The vagus nerve and its brainstem centres mediate reflexes that are key determinants of homeostasis and health. Physiopathological adaptations involve cellular mechanisms of neuroplasticity responding to cues from environment. Among these, epigenetic processes (DNA methylation, histone modifications, small noncoding RNAs) have emerging importance in cancer, sepsis, autoimmune diseases, addiction, neurodegenerative diseases and even in neurodevelopmental and psychiatric diseases. Respective therapies in clinics were potentialized by tuning vagal circuits originating in the brainstem, the key neural node of homeostasis, via noninvasive Vagus Nerve Stimulation (VNS). The brainstem areas involved in vagal regulation are extensively prone to epigenetic modulations by diverse neuro-endocrine stimuli. Heart Rate Variability (HRV), a noninvasive physiological read-out of vagal efferent function, is easily accessible and is proven as a polyvalent prognostic tool and reliable health indicator. Thus, currently available data prompt exploration of epigenetic influences on VNS drive supporting homeostasis to achieve a one-in-all solution for health maintain.
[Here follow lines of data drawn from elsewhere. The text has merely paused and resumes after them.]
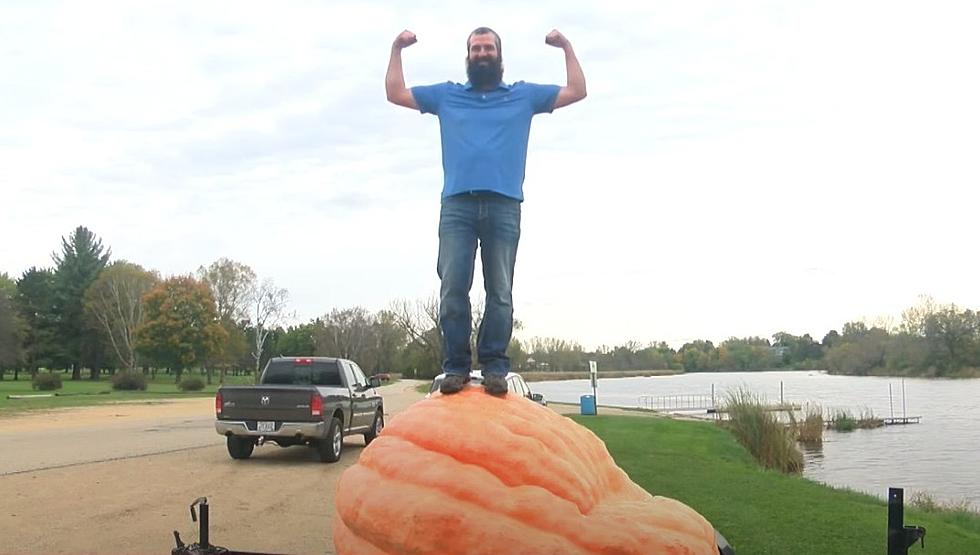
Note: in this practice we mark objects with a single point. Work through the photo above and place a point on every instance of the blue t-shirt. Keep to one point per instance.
(485, 133)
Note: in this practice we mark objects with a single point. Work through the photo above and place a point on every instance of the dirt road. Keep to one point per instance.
(120, 478)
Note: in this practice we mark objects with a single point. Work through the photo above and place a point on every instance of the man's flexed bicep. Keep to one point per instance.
(395, 78)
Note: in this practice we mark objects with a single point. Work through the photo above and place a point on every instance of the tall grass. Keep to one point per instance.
(868, 420)
(811, 429)
(925, 502)
(843, 421)
(770, 442)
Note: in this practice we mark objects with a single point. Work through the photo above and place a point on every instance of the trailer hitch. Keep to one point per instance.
(203, 547)
(900, 536)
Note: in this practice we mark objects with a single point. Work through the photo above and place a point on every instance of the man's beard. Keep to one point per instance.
(484, 73)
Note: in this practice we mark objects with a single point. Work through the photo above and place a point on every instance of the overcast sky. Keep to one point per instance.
(737, 169)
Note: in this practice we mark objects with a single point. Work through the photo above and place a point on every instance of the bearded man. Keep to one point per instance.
(485, 125)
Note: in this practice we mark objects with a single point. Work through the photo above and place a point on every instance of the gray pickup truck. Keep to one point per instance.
(313, 401)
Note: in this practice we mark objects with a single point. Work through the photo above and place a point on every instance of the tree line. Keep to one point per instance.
(88, 314)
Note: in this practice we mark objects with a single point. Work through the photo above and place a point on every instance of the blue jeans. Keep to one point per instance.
(494, 222)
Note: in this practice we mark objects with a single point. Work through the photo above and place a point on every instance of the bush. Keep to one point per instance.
(129, 381)
(46, 381)
(843, 421)
(811, 429)
(192, 383)
(771, 442)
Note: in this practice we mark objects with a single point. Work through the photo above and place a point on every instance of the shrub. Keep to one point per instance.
(129, 381)
(46, 381)
(192, 383)
(868, 420)
(843, 421)
(811, 430)
(771, 442)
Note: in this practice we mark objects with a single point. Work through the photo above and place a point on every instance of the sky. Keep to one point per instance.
(738, 169)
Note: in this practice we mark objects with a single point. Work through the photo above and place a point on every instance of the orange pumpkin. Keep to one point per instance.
(475, 474)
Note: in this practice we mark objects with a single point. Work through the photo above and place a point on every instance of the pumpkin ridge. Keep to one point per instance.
(590, 472)
(475, 474)
(628, 538)
(545, 516)
(429, 513)
(564, 481)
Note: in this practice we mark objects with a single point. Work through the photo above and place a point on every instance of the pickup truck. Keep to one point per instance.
(314, 401)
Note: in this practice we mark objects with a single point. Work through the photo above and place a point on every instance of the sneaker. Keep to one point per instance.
(495, 384)
(453, 383)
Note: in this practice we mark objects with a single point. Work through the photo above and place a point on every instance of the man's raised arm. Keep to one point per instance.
(395, 78)
(574, 89)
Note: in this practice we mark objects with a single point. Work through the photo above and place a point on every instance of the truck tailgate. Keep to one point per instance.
(271, 403)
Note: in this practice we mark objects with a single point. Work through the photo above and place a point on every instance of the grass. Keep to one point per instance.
(771, 442)
(86, 392)
(810, 430)
(843, 421)
(762, 512)
(536, 376)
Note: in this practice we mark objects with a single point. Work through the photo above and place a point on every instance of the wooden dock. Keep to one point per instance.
(901, 420)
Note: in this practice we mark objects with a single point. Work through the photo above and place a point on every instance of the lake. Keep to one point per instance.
(938, 456)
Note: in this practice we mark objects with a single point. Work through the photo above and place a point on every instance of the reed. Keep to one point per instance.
(771, 442)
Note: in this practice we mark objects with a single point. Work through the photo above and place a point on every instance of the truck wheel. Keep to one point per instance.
(379, 424)
(240, 448)
(329, 448)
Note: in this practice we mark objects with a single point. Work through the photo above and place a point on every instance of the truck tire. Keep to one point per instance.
(239, 447)
(376, 427)
(329, 448)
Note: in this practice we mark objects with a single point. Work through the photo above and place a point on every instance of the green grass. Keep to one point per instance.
(86, 392)
(761, 511)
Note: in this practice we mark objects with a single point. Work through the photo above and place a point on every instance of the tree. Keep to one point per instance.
(231, 284)
(347, 333)
(952, 336)
(35, 304)
(81, 260)
(181, 325)
(297, 341)
(419, 320)
(10, 325)
(390, 341)
(115, 302)
(268, 308)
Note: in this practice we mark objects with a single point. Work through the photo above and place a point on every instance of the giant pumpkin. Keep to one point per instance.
(471, 473)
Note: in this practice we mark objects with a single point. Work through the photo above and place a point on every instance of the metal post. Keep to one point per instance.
(900, 536)
(904, 415)
(891, 406)
(204, 525)
(896, 522)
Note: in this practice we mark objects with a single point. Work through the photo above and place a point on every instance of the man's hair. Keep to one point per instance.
(483, 31)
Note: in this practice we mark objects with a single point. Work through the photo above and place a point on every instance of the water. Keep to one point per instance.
(938, 456)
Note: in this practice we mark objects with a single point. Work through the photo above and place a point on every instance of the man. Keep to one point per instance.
(484, 125)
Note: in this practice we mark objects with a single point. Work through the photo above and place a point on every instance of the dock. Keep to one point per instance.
(901, 420)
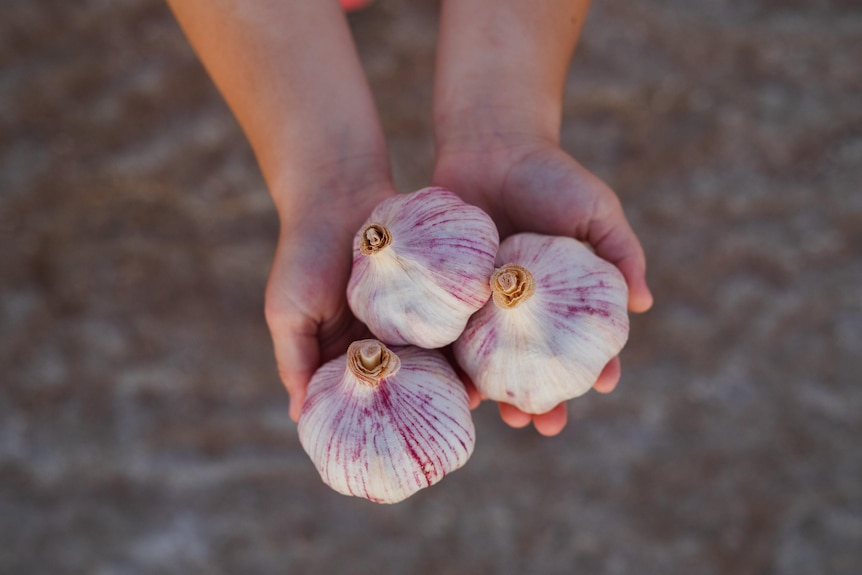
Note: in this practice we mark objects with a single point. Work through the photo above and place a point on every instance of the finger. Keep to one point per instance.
(297, 358)
(513, 416)
(552, 422)
(609, 377)
(295, 343)
(615, 240)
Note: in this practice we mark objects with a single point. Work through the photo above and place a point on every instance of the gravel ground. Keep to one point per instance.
(143, 428)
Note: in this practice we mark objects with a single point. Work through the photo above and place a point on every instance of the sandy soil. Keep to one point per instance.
(143, 428)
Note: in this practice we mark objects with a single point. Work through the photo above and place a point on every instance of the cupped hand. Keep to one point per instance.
(306, 304)
(534, 186)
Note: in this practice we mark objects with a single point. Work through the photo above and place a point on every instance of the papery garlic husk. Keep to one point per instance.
(557, 316)
(421, 264)
(383, 424)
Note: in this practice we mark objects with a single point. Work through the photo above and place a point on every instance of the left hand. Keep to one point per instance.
(534, 186)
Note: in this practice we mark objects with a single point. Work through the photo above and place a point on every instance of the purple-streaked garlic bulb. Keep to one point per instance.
(421, 264)
(383, 426)
(557, 316)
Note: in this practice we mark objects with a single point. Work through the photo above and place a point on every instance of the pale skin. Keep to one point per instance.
(289, 71)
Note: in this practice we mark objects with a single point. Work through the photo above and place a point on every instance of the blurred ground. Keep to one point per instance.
(142, 425)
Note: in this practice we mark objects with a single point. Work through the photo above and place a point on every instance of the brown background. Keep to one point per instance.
(142, 425)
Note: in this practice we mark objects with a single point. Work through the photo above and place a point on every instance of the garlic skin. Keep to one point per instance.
(421, 264)
(557, 316)
(383, 426)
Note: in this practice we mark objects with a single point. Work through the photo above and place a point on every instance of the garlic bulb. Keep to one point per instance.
(421, 265)
(557, 316)
(383, 426)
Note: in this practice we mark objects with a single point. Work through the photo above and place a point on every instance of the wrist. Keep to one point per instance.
(338, 190)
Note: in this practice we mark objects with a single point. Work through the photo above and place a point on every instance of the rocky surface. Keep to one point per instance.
(143, 428)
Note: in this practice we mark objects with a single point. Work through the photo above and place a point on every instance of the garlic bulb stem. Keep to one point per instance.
(371, 361)
(370, 354)
(374, 238)
(511, 285)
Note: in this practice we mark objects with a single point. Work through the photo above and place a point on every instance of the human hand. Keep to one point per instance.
(306, 304)
(534, 186)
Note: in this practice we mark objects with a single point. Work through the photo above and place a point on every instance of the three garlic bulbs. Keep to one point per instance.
(421, 264)
(534, 320)
(557, 316)
(383, 424)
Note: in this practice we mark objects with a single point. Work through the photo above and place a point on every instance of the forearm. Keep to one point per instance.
(501, 68)
(290, 73)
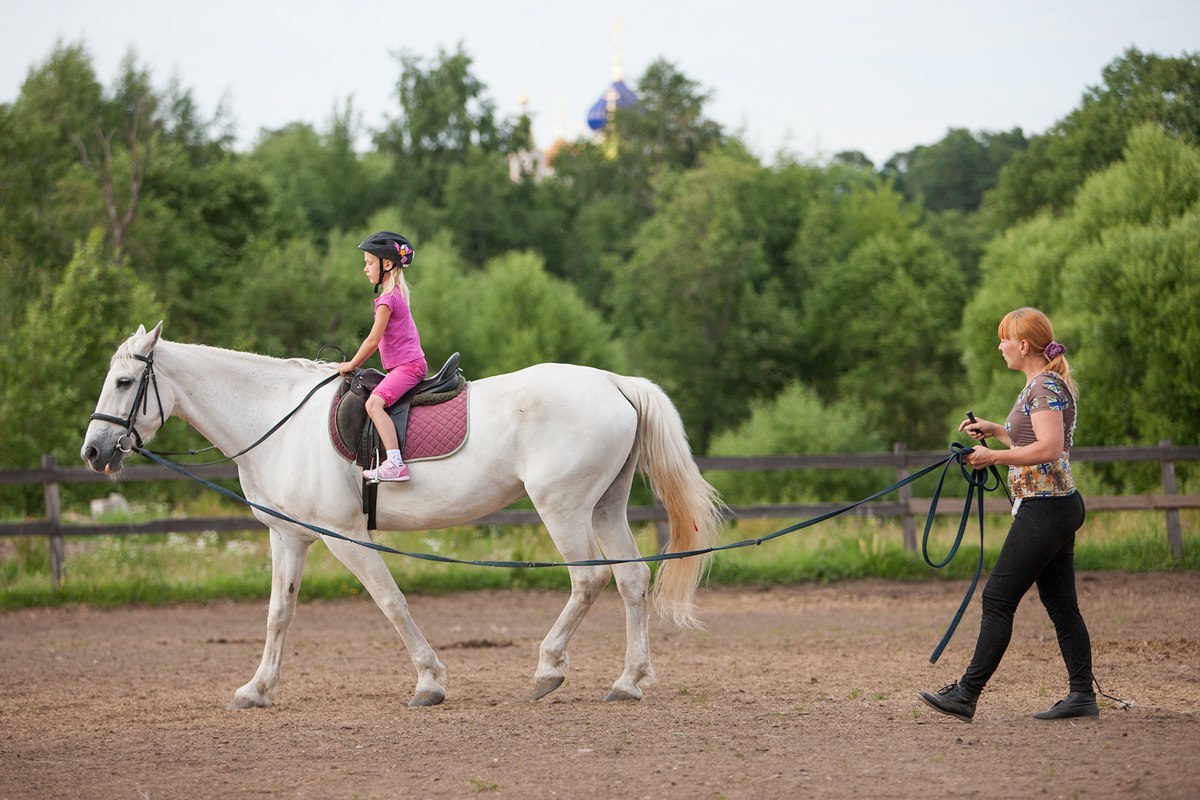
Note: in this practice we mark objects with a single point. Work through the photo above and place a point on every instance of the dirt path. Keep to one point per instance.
(808, 691)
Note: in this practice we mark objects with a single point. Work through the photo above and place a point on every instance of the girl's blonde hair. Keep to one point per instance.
(1033, 326)
(395, 280)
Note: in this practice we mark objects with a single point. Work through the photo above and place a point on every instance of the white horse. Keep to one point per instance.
(568, 437)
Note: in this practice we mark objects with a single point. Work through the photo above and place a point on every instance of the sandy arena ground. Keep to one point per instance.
(798, 692)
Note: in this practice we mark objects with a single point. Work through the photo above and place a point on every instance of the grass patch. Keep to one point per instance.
(171, 567)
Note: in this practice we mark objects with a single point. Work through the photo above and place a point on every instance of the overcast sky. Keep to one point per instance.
(811, 77)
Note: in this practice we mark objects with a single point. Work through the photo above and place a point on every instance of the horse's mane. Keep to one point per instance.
(125, 352)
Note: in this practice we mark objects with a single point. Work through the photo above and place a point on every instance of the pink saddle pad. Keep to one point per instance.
(437, 431)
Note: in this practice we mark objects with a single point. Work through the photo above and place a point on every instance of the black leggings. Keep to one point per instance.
(1041, 548)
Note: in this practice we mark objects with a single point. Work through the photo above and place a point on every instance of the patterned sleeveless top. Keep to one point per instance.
(1048, 392)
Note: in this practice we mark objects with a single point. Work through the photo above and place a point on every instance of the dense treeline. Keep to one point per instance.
(786, 307)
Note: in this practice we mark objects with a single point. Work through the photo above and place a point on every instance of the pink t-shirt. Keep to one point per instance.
(401, 342)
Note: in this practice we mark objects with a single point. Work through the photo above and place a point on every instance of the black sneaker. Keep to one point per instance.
(1077, 704)
(952, 699)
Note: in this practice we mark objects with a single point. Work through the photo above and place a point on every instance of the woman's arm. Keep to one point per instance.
(983, 428)
(1048, 429)
(371, 343)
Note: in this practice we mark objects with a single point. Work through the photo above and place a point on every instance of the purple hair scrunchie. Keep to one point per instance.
(1054, 350)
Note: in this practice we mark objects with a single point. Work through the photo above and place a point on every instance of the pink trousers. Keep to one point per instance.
(400, 379)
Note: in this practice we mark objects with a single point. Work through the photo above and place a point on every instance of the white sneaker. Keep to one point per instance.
(389, 470)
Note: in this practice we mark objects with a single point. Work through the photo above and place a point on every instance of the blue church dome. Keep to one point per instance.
(618, 95)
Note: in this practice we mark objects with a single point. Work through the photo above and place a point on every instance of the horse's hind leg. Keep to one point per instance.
(573, 536)
(288, 557)
(371, 570)
(611, 525)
This Research Topic will first update the key role of the brainstem vagal centers in global homeostasis and health, and its position as bidirectional interface for neuro-immune interactions (bottom-up and top-down). Special emphasis will be given on the gut-brain axis and reciprocal microbiota influences on brain functions via the vagus nerve. The efferent parasympathetic tone as a reliable health index and potent immune regulator will be reviewed along with heart rate variability (HRV) as its accessible readout in human clinics. The regulatory impacts of vagus nerve stimulation (VNS) on vagal tone and HRV will be presented from animal models and clinical studies. This collection will address the mechanisms mediating adaptations of homeostatic reflexes and HRV inside the vagal complex of brainstem: neurochemical plasticity, neural stem cells and adult neurogenesis, neuroinflammation, epigenetics. In this light, a research roadmap will be drawn for assessing VNS as a putative efficient preventive therapy for extending health span,
This Research Topic welcomes review papers and original research on the following themes:
1. Epigenetic and plasticity processes in the vagal complex of mammalian brain
2. Control of inflammation and neuroinflammation by the vagal system
3. Gene expression modifications induced by VNS (invasive or noninvasively) in clinical studies or in animal models
4. Differential effects of electrical parameters of VNS on epigenetic modifications
5. Correlations between HRV changes and epigenetic modifications
Topic Editor Stephen Porges is the owner of Polyvagal Science, LLC and is the founding stockholder of NS Intelligence, Ltd. He has stock options in Unyte Health, Inc and holds shares in Evren Technologies, Inc. He holds several patents related to monitoring and stimulating autonomic nervous system function. The other Topic Editors declare no competing interests with regard to the Research Topic subject.